Monday, August 07, 2006

CALL REUTERS: JAYS ACTUALLY WIN

Well, that was a load off: A.J. Burnett pitched reasonably well, the Blue Jays put up a four-run fourth inning and beat Chicago 7-3 to snap that seven-game losing streak, the clubs longest in lord-knows-when.

So how about that 90-win gauntlet that was thrown down here about a week ago? To get to 90 wins, the Jays would have to play .627 ball the rest of the way (32 wins, 19 losses), and that seems a little high. Cool Standings has them pegged for an 83-79 final record, which basically means they're going to limp home playing .500 ball these last eight weeks of the season.

Sounds about right, to be honest, unless Burnett and Roy Halladay win 17 or 18 of the remaining 21 or 22 starts they have between them.

Another Jays hypothesis: If this team is ever going to win the AL East again, the only way it happens is if they pull a Detroit and just flatten everybody in the first four months of the season, get a 10-game lead over the Evil Empires. Just a thought.

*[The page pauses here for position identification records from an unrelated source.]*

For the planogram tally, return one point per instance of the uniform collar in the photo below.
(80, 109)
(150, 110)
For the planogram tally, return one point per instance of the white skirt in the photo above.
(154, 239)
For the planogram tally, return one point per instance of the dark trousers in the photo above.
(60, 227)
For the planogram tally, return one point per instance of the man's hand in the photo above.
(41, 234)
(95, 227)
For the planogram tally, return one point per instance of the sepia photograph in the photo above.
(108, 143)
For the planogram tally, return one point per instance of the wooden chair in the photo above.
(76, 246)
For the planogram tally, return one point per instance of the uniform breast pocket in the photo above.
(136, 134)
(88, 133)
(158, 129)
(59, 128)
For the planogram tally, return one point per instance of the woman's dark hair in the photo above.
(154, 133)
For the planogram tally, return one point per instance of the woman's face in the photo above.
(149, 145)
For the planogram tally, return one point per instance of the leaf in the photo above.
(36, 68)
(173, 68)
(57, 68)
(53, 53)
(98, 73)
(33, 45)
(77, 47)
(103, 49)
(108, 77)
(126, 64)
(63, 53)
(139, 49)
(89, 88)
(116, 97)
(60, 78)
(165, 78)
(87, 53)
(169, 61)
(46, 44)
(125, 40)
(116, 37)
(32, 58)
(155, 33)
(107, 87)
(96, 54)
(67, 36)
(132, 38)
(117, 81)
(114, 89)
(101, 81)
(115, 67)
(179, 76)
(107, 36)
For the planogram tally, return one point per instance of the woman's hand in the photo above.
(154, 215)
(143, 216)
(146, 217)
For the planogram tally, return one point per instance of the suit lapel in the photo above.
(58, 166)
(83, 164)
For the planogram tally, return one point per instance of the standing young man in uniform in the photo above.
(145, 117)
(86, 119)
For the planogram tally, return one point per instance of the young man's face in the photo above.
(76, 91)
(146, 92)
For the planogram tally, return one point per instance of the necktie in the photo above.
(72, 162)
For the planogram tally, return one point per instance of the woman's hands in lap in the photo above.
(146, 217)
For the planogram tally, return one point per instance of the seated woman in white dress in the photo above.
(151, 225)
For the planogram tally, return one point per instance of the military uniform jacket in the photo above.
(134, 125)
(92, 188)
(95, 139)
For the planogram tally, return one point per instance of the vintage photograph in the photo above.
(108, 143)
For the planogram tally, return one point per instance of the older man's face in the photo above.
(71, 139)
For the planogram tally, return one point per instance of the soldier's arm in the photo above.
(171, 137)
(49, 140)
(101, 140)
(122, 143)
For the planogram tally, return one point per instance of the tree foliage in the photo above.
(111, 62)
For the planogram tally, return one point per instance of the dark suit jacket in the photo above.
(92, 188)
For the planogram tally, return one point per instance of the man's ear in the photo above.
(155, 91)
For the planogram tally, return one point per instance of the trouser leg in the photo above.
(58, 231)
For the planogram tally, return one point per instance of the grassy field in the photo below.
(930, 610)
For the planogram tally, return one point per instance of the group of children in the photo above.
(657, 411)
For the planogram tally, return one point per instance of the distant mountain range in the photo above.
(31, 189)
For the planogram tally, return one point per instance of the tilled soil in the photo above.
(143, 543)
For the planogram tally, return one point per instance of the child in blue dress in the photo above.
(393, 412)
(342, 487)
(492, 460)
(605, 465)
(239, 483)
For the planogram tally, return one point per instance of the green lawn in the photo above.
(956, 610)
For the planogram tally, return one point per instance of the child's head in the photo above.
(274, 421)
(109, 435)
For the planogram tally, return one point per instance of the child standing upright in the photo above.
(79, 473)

Outlook for the Baltimore series: The Jays should sweep the crappy Baltimore Orioles, just to make a statement: Theodore Lilly throws this afternoon against Russ Ortiz (0-7 with a 9.23 ERA, so he's due). Tuesday's it's Shaun Marcum vs. Daniel Cabrera in what seems like a pitching matchup from a Syracuse-Ottawa game (famous last words: Cabrera shut out the Jays earlier this year) and Wednesday it's Doc against the immortal Bruce Chen. Since very little ever goes exactly as it should with this team, they probably win the first two and then find a way to lose on the night Halladay starts.

OTHER BUSINESS
  • Judging by this article, if Sacha Baron Cohen gets his Borat movie into the theatres without being sued or shot, then he is truly is a comic genius.
  • Everything I Needed to Know About Journalism, I Learned from Jayson Blair. Read it. And if you're in journalism, or trying to get into it, weep. (Thanks to Greg for the link.)
  • Strange how the NFL, the league that wraps itself in the American flag and is the pro sport most aligned with the establishment, might abandon New Orleans. The NBA, which family values types love to slag as a collection of loose-jointed pot smokers, is getting more international every year, but it expressly wants to stay in New Orleans: David Stern is insisting that the Hornets will be back permanently by the 2007-08 season. Actually, considering how New Orleans was and has been abandoned by the powers-that-be, it's not surprising at all.
  • That said, Oklahoma City and Omaha are big enough to support the NBA or NHL. Just don't take Seattle's hoops team.
  • Hometown Breakdown note: Nate Doornekamp, a grad of Ernestown Secondary School in Odessa, Ont., shared the team scoring lead with 16 points in Canada's final game of the summer, an 87-72 loss to Slovenia on Sunday.